Model-Based Optimization + Application Programming =
Streamlined Deployment in AMPL
Speakers: Robert Fourer, Filipe Brandão

AMPL offers the advantages of modeling in a specialized optimization environment combined with the power of application development via general-purpose programming. Optimization problems are formulated concisely and naturally in AMPL’s modeling language, promoting rapid development, reliable maintenance, and evaluation of multiple solvers and data sources. APIs for popular full-featured programming languages facilitate embedding of AMPL models and scripts into complex applications, with access to data management and interface development libraries. We illustrate using AMPL’s APIs for Python and R, and conclude with a preview of features for invoking Python within AMPL scripts.

Lumina Decision Systems
Tuesday, November 6

How to engage with your clients for more effective analytics
By: Max Henrion

In this workshop, Max Henrion will show how you can use Analytica as a key aid for more effective conversations with your clients, including how to:

  • Draw influence diagrams to help clients articulate their real objectives and decisions, and to work with them to frame and scope problems.
  • Use sensitivity analysis to help your clients understand what data and assumptions really matter and why.
  • Employ agile modeling methods to build decision tools that end users find usable and useful.
  • Design compelling visualizations to provide your clients a basis for informed and confident decisions.

    Practicing analysts and modelers will find these methods effective for improving client engagement in conjunction with almost any analytics software, but Analytica is unique in offering features designed specifically to support this approach to interactive modeling. Active participants will receive a free 12-month Analytica license. If you already have Analytica, you can give it to a colleague.

Sunday, November 4
8 – 8:45am

AnyLogic: The Most Comprehensive Simulation Modeling Platform for Business and Research

Rainer Dronzek, Regional Director, AnyLogic North America
Arash Mahdavi, Simulation Modeling Consultant, AnyLogic North America

In this tutorial, we will discuss how you can leverage unique features of AnyLogic simulation software and AnyLogic Cloud to solve your business challenges or perform scientific research. We demonstrate application of simulation in various domains and demonstrate state-of-the-art technologies that can take your simulation models to the next level in terms of sophistication and usefulness

Tuesday, November 6

Introducing the New API and Conic Solver in Artelys Knitro 11.0
Speaker: Richard Waltz, Senior Scientist

Artelys Knitro is the premier solver for nonlinear optimization problems.
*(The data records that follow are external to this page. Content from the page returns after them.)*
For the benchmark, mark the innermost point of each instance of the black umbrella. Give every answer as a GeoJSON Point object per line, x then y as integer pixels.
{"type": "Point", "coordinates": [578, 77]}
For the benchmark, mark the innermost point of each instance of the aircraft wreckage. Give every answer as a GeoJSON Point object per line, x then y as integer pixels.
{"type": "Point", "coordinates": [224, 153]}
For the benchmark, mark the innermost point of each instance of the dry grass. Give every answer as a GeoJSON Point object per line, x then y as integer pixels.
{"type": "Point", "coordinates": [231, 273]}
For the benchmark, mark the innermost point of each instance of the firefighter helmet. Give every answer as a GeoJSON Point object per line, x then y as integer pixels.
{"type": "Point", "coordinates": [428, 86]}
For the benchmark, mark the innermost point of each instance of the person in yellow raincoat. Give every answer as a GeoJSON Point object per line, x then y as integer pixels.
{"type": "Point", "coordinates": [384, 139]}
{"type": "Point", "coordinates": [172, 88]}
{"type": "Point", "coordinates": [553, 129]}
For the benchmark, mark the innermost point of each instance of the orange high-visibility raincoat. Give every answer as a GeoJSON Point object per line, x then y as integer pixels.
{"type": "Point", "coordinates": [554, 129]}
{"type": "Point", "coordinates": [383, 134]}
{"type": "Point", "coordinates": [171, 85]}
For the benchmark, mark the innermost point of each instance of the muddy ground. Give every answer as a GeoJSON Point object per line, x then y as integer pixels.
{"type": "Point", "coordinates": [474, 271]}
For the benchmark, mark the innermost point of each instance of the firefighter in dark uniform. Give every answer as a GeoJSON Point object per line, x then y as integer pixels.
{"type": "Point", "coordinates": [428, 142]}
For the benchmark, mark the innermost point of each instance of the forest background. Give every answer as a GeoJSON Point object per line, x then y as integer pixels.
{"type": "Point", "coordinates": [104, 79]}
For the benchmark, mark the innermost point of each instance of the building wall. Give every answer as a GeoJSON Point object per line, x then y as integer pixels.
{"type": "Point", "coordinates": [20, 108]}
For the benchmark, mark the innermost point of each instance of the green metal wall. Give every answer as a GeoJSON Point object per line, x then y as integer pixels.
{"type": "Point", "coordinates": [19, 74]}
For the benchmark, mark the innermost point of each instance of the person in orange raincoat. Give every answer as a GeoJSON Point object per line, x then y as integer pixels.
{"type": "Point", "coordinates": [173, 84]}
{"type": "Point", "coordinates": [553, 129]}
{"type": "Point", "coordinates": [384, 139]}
This software demonstration will highlight two key features in the new, major Knitro 11.0 release.  First, we will demonstrate the new callable library API.  This new API allows the user to build-up a model in pieces while providing special structures to Knitro.  Second, we will introduce the new solver in Knitro 11.0 specially designed for models with cone constraints.  Some benchmarking results will be provided.

DiDi Chuxing
Monday, November 5
5:15 – 6pm

Ride-sharing Services Research at Didi Chuxing

Didi Chuxing is the world’s leading mobile transportation platform. The company offers a full range of mobile tech-based mobility options for nearly 400 million users. As many as 20 million rides were completed on DiDi’s platform on a daily basis, making DiDi the world’s second largest online transaction platform. DiDi acquired Uber China in August 2016. DiDi is committed to working with communities and partners to solve the world’s transportation, environmental and employment challenges using big data-driven deep-learning algorithms that optimize resource allocation. In 2016, Didi was named one of the World’s 50 Smartest Companies by MIT Technology Review.


Sunday, November 4
4:30 – 5:15pm

How to get published and meet the editors session
Speaker: Simon Jones

How to get Published in Operations Research Journals addresses how to prepare and submit a manuscript using correct manuscript language, and how to structure an article.

Monday, November 5

End-to-End FICO® Xpress Insight Tutorial: From Data to Decisions for Non-Technical Business Users
Speaker: Jim Williams

You have a team with a great analytics background. They have developed advanced analytical tools using Python, R, or with your current traditional optimization solver. They have derived crucial insights from your data, and they’ve figured out how your decisions shape your customers’ behaviors. Now it’s time to put these critical analytical insights in the hands of your non-technical business users. In this tutorial, we will cover how FICO’s Optimization Suite (including Xpress Mosel, Xpress Workbench, and Xpress Insight) makes it possible to embed your analytic models in business user-friendly applications. Learn how you can supercharge your analytic models with simulation, optimization, reporting, what-if analysis, and agile extensibility for your ever-changing business.

Frontline Systems, Inc
Tuesday, November 6
10:30 – 11:15am

Tutorial: Preview of Analytic Solver V2019 for Windows, Macintosh, and Office 365
By: Daniel Fylstra, President, Frontline Systems Inc.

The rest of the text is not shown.